Seguro que nunca se ha creído las afirmaciones de la administración Biden de que la economía es fuerte y las finanzas federales van por buen camino. Como todo lo demás en estos días, esto siempre ha parecido un montaje.
Las cifras del PIB y del empleo se siguen revisando a la baja y la inflación sigue avanzando. Las agencias han mentido abiertamente sobre los datos que comunican. Los tipos de interés más altos iban a crear sin duda un grave problema para las finanzas federales, aunque nadie en posición de solucionar el problema se preocupa por el futuro.
Eso ya lo sabíamos. Pero la magnitud del problema nos ha sorprendido un poco. El grupo presupuestario Committee for a Responsible Federal Budget (Comité para un Presupuesto Federal Responsable) ha hecho números y ha ofrecido una previsión para el próximo año. El déficit presupuestario se duplicará de 1 a 2 billones de dólares el año que viene. Nunca habíamos visto algo así en tiempos en los que todo el mundo dice que las cosas han vuelto a la normalidad.
Están lejos de la normalidad. Se está gestando una auténtica crisis. Ocurre incluso cuando la administración Biden se jacta de haber reducido el déficit. Eso resulta ser totalmente temporal, como cabría esperar. La verdad es mucho más sombría.
En los datos que ya tenemos, los pagos de la deuda federal ya alcanzan el billón de dólares como resultado de la subida de tipos de la Reserva Federal para combatir la inflación. Una vez más, nunca hemos visto nada como esto. Sinceramente, parece el fin de los tiempos. Personalmente, recuerdo el pánico de los años 80 por el déficit. Aquellos tiempos no son ni de lejos comparables a lo que afrontamos hoy.
¿Cómo demonios se ha producido este desastre tercermundista?

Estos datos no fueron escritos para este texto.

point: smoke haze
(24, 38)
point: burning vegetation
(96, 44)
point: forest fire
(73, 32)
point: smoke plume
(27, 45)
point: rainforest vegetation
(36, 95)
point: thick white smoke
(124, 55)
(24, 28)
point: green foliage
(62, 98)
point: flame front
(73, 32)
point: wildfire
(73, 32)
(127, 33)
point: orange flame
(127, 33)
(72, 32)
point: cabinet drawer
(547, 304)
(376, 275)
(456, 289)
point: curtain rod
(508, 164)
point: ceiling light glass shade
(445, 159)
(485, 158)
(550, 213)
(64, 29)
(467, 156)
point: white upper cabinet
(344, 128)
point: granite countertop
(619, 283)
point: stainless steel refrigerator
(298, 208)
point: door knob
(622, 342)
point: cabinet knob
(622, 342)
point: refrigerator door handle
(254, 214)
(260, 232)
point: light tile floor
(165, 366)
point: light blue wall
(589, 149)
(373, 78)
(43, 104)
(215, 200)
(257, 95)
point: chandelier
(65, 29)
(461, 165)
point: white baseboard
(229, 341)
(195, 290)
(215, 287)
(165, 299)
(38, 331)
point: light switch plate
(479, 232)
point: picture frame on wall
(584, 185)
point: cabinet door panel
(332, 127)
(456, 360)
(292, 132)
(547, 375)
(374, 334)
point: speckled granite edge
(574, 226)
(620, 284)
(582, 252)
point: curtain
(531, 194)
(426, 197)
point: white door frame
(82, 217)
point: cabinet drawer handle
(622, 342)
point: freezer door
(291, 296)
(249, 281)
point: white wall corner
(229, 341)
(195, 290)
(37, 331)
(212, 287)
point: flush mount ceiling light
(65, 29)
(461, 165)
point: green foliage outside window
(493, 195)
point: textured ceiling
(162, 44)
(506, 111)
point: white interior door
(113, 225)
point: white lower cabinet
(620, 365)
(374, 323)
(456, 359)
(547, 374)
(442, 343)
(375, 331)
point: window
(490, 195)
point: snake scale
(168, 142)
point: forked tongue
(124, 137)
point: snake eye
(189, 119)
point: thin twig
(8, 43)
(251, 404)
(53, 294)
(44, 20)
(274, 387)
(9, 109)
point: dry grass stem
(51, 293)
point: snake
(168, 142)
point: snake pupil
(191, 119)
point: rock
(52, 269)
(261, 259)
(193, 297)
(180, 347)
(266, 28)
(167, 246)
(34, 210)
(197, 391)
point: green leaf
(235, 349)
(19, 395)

Repasemos los últimos cuatro años y cómo hemos llegado hasta aquí. Hubo un virus y Estados Unidos copió el plan de control de virus del Partido Comunista Chino (PCCh). Todas las élites de la sanidad pública se subieron al carro de las llamadas Intervenciones No Farmacéuticas, que pueden consistir en lavarse las manos, pero también en cierres masivos y brutales. Por alguna razón, una manía se apoderó de la clase docta y tomaron medidas enérgicas contra cualquier actividad humana, incluyendo el cierre de parques infantiles y escuelas.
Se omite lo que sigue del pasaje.